Base graphs show the time required to find
a first/all NAC coloring based on vertex no./monochromatic classes no.
First graphs are separated for each class of graphs and
in the end for all the classes combined.
Graphs are drawn for each strategy cathegory to compare them easily.
Graphs show mean, median and 1st quartil values of running times to lower bias.

Second group of graphs shows our contribution of decresing
the number of `is_NAC_coloring` checks called compared to
the naive approach without or with triangle/monochromatic classes.

In [None]:
df_analytics = load_records()

print(
    "Graphs with no NAC-coloring and more monochromatic classes",
    df_analytics.query("nac_any_finished == True and nac_first_coloring_no == 0 and monochromatic_classes_no > 1")['graph'].nunique(),
)


df_analytics = df_analytics.query("dataset != 'test'")
df_analytics = df_analytics.query("split != 'kernighan_lin' and split != 'cuts'")
df_analytics = df_analytics.query("merging != 'log' and merging != 'score' and merging != 'promising_cycles'")

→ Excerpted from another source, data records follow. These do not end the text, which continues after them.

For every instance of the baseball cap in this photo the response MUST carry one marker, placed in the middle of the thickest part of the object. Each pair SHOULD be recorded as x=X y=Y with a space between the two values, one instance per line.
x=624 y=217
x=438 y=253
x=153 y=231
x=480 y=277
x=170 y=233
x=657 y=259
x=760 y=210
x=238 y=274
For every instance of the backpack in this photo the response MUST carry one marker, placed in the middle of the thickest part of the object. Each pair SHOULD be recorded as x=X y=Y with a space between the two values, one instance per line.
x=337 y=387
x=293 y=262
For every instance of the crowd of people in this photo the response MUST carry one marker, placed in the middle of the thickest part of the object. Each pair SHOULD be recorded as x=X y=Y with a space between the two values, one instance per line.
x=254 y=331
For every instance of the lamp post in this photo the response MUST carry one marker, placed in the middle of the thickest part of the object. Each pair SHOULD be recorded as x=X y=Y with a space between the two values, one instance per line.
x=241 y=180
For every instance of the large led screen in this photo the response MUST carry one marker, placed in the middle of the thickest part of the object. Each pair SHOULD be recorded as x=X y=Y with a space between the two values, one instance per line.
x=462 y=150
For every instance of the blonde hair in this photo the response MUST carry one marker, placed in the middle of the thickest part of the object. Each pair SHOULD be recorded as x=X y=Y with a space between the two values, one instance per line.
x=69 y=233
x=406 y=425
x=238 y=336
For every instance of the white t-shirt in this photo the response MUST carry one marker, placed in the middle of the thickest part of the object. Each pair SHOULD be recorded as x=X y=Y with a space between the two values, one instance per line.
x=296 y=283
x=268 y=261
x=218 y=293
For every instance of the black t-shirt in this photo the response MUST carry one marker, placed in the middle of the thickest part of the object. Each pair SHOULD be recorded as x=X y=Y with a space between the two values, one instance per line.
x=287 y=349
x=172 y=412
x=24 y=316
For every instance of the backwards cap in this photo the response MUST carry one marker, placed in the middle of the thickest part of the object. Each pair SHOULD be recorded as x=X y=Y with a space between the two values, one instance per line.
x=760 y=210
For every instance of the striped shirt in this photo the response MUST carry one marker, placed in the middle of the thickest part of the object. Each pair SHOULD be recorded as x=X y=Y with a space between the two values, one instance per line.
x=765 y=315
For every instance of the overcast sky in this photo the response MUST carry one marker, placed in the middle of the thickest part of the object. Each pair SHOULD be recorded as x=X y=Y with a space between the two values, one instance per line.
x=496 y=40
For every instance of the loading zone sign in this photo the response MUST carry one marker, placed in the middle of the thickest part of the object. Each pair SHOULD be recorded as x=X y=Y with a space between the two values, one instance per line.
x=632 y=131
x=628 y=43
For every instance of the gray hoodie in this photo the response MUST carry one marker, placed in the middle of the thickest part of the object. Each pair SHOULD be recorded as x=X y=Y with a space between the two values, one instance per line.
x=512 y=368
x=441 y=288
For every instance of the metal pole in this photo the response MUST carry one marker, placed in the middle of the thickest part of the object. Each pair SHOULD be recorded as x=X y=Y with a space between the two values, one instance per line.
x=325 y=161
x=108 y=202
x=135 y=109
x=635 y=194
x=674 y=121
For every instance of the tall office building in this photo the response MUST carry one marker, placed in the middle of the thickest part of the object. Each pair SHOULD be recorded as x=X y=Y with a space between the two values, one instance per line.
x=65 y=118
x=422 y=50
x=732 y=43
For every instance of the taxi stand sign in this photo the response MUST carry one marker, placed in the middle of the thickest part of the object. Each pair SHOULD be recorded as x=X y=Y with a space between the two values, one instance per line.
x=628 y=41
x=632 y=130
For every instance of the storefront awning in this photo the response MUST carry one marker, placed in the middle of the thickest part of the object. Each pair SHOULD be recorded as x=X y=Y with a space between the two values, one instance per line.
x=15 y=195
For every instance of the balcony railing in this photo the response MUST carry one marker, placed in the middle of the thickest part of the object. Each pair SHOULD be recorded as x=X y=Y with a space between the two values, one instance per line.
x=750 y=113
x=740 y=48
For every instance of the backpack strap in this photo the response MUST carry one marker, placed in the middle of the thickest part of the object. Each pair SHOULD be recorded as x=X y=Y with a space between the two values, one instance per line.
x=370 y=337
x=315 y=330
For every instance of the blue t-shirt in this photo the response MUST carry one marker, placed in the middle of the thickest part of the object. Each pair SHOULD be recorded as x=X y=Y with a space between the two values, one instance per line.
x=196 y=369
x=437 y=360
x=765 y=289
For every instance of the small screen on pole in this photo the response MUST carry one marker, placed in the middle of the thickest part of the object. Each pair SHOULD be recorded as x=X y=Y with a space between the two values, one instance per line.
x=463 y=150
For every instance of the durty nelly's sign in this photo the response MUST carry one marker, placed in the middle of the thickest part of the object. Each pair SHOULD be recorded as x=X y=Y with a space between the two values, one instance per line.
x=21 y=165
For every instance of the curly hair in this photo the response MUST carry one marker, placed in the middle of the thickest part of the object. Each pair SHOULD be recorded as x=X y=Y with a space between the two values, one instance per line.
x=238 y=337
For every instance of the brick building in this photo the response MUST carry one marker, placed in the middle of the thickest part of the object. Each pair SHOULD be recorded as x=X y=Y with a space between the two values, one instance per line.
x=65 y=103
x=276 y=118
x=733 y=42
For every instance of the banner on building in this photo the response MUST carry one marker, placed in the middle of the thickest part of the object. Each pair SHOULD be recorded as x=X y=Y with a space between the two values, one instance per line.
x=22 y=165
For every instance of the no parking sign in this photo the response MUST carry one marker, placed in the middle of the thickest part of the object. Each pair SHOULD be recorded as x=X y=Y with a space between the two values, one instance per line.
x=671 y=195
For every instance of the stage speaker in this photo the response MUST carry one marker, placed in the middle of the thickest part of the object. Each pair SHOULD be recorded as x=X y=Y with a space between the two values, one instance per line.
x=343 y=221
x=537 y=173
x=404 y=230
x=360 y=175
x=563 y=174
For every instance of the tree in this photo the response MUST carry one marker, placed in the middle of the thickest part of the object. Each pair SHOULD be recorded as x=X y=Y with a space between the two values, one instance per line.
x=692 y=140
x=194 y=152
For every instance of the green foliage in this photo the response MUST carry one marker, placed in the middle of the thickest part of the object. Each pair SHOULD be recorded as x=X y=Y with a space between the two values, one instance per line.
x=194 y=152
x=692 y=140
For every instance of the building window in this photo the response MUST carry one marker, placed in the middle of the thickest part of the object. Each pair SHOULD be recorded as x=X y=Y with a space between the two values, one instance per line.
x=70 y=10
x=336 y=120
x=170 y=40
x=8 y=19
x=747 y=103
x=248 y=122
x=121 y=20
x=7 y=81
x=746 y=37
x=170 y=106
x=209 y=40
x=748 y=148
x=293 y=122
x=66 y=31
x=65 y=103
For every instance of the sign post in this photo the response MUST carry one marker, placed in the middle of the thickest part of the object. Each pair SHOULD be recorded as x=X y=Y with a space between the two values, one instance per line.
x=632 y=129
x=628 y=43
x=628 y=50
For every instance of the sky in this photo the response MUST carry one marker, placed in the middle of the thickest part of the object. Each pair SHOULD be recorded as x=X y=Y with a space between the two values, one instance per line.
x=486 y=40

df_analytics = df_analytics.assign(split_merging=lambda x: (x["split"] + " & " + x["merging"]).str.replace("naive-cycles & naive-cycles", "naive cycles"))
df_analytics = df_analytics.assign(split_merging_smart=lambda x: x["split_merging"] + " & " + x["use_smart_split"].astype(str))

graphs_where_all_strategies_finished = df_analytics[["graph", "nac_any_finished"]].groupby("graph").all()
print(f"{graphs_where_all_strategies_finished.index.nunique()}/{df_analytics["graph"].nunique()} graphs finished on all strategies.")
df_analytics = df_analytics.query("nac_any_finished == True")

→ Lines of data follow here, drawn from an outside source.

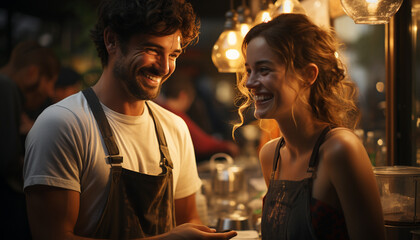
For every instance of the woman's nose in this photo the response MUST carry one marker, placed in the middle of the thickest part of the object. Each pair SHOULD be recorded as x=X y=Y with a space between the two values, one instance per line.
x=251 y=81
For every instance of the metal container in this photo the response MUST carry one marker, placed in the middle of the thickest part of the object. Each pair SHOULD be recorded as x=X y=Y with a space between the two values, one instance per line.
x=399 y=189
x=226 y=177
x=233 y=222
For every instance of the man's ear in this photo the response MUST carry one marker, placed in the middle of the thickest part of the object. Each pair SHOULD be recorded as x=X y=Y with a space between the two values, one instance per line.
x=310 y=73
x=110 y=40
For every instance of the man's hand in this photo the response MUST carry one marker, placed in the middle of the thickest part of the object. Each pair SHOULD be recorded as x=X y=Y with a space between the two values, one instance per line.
x=195 y=231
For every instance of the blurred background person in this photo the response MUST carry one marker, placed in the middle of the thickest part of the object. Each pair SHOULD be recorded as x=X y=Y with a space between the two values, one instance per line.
x=178 y=94
x=68 y=83
x=26 y=81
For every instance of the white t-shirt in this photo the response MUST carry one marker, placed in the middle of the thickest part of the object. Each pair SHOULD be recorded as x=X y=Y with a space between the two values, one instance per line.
x=65 y=149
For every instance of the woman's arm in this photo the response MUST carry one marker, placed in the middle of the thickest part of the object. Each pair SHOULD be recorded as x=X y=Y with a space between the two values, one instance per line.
x=351 y=174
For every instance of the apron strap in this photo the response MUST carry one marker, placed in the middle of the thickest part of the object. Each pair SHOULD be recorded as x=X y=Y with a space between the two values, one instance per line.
x=102 y=121
x=163 y=146
x=109 y=139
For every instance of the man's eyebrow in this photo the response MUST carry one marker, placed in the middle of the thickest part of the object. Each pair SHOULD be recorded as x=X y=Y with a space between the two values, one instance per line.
x=260 y=62
x=151 y=44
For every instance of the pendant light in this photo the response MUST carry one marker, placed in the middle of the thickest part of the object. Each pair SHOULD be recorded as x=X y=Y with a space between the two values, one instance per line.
x=287 y=6
x=264 y=15
x=371 y=11
x=244 y=18
x=226 y=54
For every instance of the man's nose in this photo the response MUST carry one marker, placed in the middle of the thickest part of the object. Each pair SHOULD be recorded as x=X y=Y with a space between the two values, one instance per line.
x=164 y=65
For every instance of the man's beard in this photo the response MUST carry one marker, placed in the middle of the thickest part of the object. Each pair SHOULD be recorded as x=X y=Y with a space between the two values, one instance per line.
x=131 y=85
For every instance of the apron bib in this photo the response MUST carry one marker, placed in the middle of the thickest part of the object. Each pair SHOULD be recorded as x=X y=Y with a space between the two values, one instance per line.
x=138 y=205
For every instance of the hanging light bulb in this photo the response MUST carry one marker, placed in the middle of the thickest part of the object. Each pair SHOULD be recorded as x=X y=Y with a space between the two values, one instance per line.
x=371 y=11
x=263 y=15
x=287 y=6
x=244 y=19
x=226 y=54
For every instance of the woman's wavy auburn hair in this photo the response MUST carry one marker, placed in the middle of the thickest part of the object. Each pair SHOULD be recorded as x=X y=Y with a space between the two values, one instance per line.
x=155 y=17
x=297 y=42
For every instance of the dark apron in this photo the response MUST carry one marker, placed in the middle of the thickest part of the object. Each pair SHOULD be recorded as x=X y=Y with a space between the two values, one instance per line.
x=286 y=211
x=138 y=205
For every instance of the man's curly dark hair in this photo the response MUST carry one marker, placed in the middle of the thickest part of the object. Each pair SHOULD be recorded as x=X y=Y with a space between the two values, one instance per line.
x=155 y=17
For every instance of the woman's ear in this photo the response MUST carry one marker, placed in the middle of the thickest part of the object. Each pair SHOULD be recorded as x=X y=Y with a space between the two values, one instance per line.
x=110 y=40
x=310 y=73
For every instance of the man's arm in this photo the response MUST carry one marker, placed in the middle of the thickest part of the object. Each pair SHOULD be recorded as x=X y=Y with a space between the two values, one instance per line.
x=186 y=210
x=52 y=212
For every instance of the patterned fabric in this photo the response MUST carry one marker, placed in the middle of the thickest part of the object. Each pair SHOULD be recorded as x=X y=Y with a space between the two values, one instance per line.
x=328 y=223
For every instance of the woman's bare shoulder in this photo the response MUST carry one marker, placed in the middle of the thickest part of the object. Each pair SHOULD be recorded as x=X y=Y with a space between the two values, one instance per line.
x=343 y=152
x=266 y=155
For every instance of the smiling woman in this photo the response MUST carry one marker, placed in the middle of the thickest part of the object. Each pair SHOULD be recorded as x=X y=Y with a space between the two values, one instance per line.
x=294 y=77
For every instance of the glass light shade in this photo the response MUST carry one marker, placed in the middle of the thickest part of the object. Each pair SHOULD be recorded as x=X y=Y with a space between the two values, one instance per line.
x=244 y=28
x=371 y=11
x=226 y=54
x=262 y=16
x=287 y=6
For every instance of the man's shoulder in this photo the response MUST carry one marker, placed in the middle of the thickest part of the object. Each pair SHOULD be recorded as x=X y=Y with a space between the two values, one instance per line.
x=67 y=110
x=167 y=118
x=164 y=114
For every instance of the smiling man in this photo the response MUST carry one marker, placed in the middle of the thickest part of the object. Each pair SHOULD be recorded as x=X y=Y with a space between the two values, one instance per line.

df_analytics_no_nac = df_analytics.query("nac_first_coloring_no == 0 and triangle_components_no > 1 and used_monochromatic_classes == False")
df_analytics = df_analytics.query("monochromatic_classes_no > 1")

# display(df_analytics.info())
print("Records:", df_analytics.shape[0], "graphs:", df_analytics["graph"].nunique())
display(df_analytics.columns)
display(list(df_analytics["dataset"].unique()))
display(list(df_analytics["relabel"].unique()))
display(list(df_analytics_no_nac["split"].unique()))
display(list(df_analytics["merging"].unique()))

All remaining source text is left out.